Hiking the Linville Gorge Area

Overview

Averaging 1,400 ft deep, the Linville Gorge was carved by the Linville River on its way down the Blue Ridge Escarpment from the High Country. One of the deepest gorges in the East, it also represents a great opportunity for outdoor recreation, boasting many miles of trails.

View Across Linville Gorge
View across Linville Gorge from the upper section of the Pinch-In Trail.

The Linville River begins its course high on Grandfather Mountain, upstream from the main gorge area, before winding across the High Country plateau, and then pouring over Linville Falls for a dramatic start to its rough run down the gorge section.

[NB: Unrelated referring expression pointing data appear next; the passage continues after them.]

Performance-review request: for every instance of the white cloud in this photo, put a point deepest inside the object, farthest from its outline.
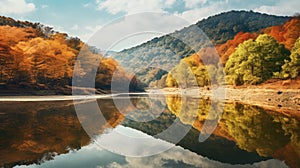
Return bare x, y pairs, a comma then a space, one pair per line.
44, 6
281, 8
86, 5
196, 14
93, 29
134, 6
142, 25
74, 27
193, 3
15, 7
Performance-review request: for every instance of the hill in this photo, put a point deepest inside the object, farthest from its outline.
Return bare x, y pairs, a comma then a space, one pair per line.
34, 59
166, 51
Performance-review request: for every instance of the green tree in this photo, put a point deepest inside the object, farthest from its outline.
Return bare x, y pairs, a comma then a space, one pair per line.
291, 69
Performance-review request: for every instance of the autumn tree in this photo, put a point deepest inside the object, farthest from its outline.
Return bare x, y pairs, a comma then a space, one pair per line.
255, 61
291, 69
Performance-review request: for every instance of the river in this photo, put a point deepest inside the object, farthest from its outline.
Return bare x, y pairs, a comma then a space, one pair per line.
162, 131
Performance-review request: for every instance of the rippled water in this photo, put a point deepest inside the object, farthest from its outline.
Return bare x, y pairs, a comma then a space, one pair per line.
51, 133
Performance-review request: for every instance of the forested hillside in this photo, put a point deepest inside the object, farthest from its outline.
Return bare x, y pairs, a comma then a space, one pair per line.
168, 50
34, 57
249, 58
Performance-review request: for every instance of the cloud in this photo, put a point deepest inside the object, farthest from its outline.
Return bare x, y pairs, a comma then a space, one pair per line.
93, 29
196, 14
193, 3
74, 27
44, 6
134, 6
281, 8
16, 7
148, 24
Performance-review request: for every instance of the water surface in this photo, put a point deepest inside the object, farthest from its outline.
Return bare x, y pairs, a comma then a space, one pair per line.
50, 134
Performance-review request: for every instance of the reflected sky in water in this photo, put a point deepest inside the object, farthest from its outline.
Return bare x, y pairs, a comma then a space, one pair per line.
49, 134
93, 155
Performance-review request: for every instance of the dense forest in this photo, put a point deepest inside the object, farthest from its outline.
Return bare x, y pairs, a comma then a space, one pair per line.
249, 58
241, 48
35, 57
165, 52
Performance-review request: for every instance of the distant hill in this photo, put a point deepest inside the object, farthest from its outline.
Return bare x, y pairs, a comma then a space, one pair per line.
168, 50
34, 59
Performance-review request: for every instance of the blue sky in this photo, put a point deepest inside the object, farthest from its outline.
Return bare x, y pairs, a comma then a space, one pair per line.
83, 17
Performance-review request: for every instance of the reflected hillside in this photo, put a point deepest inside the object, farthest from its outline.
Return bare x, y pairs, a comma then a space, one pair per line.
34, 131
217, 147
254, 129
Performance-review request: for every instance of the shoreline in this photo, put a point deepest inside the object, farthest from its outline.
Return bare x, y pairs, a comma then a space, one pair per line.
281, 100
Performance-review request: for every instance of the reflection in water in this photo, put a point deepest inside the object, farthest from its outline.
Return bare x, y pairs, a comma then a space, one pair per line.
254, 129
35, 132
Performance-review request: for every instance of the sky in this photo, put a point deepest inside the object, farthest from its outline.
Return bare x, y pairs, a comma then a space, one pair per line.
82, 18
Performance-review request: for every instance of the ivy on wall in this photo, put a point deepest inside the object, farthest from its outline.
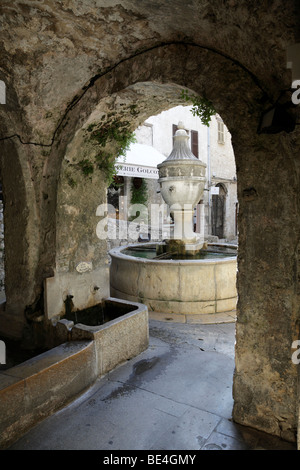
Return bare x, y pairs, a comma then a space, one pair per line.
201, 107
104, 142
139, 195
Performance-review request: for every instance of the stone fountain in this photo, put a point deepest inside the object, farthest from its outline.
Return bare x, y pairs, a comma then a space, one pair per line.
181, 275
182, 181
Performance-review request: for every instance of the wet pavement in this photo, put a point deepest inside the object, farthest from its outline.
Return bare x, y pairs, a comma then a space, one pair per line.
176, 395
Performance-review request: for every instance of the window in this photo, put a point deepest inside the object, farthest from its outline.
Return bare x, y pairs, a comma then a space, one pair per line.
221, 135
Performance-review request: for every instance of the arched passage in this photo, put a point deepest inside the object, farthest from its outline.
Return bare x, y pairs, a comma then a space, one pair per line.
267, 309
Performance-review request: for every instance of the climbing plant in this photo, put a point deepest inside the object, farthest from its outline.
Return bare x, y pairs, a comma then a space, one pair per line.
104, 141
201, 107
139, 195
139, 191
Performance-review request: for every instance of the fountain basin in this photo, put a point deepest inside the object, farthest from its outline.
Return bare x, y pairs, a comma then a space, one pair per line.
38, 387
178, 286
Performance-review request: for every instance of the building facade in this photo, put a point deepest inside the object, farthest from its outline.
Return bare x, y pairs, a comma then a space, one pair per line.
138, 173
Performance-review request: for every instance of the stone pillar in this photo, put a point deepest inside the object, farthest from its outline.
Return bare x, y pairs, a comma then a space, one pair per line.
265, 379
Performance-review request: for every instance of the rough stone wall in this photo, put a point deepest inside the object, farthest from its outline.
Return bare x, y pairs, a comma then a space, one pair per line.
61, 61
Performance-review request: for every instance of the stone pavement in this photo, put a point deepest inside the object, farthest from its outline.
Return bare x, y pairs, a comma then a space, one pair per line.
176, 395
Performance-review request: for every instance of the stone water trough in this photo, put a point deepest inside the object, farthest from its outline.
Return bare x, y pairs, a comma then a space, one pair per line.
93, 342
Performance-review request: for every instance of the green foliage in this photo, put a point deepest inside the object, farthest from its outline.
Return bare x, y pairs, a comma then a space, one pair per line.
86, 167
202, 107
110, 131
139, 194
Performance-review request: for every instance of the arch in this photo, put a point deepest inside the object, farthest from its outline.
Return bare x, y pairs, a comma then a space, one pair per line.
264, 317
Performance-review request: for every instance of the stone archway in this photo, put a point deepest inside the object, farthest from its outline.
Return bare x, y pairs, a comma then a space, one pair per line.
241, 86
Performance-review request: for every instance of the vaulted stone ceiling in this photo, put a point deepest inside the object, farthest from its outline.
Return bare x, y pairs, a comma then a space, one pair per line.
52, 50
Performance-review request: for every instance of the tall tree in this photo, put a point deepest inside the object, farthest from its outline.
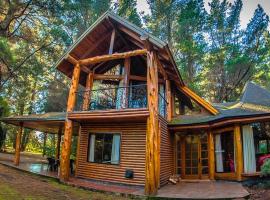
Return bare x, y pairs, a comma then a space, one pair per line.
128, 10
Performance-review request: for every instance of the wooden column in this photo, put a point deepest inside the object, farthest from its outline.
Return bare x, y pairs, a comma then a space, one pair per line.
18, 145
239, 152
66, 148
211, 155
57, 153
152, 135
78, 150
44, 144
88, 88
169, 100
126, 80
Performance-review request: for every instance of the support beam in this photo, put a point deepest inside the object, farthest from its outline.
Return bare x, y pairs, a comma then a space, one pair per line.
169, 100
152, 141
66, 148
44, 144
58, 145
126, 80
18, 145
211, 155
114, 56
107, 77
239, 152
112, 42
88, 88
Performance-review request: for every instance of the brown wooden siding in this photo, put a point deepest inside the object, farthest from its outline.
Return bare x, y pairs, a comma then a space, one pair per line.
132, 154
166, 152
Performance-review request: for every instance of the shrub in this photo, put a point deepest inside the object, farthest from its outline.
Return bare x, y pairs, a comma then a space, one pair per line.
265, 168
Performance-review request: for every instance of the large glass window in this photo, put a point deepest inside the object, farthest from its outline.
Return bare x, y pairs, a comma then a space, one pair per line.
104, 148
224, 152
256, 145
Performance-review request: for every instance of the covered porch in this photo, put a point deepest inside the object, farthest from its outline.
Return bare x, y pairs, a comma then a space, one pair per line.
48, 123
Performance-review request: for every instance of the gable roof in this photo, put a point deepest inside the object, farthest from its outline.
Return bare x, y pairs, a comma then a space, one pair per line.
255, 101
254, 94
100, 32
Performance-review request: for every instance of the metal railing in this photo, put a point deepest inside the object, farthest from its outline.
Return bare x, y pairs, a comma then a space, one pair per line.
112, 98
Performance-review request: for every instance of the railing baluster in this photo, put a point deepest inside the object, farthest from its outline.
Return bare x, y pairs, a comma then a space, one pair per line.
114, 98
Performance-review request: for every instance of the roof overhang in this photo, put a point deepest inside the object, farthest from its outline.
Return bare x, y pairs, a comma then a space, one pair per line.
95, 41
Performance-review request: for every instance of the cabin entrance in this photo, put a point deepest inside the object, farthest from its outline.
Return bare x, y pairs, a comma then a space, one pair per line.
192, 155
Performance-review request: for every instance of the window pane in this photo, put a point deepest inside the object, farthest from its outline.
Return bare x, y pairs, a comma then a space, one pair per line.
98, 148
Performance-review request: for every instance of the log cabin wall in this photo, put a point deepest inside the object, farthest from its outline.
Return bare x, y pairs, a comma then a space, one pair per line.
166, 152
132, 154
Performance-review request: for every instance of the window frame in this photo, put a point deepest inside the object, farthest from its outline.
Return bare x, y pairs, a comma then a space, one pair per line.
103, 133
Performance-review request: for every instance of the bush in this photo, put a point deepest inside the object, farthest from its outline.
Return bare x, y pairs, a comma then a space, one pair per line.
265, 168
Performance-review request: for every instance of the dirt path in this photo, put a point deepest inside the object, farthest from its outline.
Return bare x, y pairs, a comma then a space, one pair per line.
15, 185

The Gorge is rugged terrain. After descending about 1800 feet, the river finally runs past Shortoff Mountain and into Lake James for a quiet end to its dramatic journey out of the mountains.

Many trails are within the Linville Gorge Wildeness Area, which lies on either side of the Linville River, encompassing the river bottoms and steep slopes, cliffs, and up to the mountaintops on either side. Other trails are just outside the Wilderness boundaries on surrounding National Forest land.

View of the Linville Gorge, looking north from Shortoff Mountain
View of the Linville Gorge, looking north from Shortoff Mountain

Hiking Trails

Hiking trails in the Gorge generally start along one of two long, gravel forest service roads on either rim. Hikes into the gorge tend to climb or descend this distance and those within the gorge have to contend with crossings of the river itself, making most hiking in the area strenuous. However, several easier hikes lie along the rim and afford spectacular views of the river far below.

See the Linville Gorge Trail page for the full listing.

Linville Falls sits at the head of the gorge on National Park lands associated with the Blue Ridge Parkway, so it has its own separate trailhead listing.

View from the summit of Table Rock, on the edge of Linville Gorge
View from the summit of Table Rock, on the edge of Linville Gorge

A Unique Environment

Dead Burnt Pines on the Pinch-In Trail
The blackend trunks of pines, like spent matchsticks stuck in the adjacent drainage, remind hikers of the fires that created most of the views along this trail.

Within its nearly 12,000 acres of hardwood and pine forests, you'll find an array of wildlife and forest types not uncommon to the middle elevations of the Appalachian mountains in the gorge. However, fire has played a greater role in the forest community here recently, with much of the gorge having burned intensely within the last 10-15 years, and it is very noticeable.

Before that time, fires were generally suppressed for the previous half-century. Much of the Linville Gorge area has what is known as a fire-adapted forest, which historically saw a low-intensity fire once every decade or so. But suppressing wildfires allowed pines and other forest trees to grow more densely than they would with periodic wildfire, making the recent fires worse once they got started.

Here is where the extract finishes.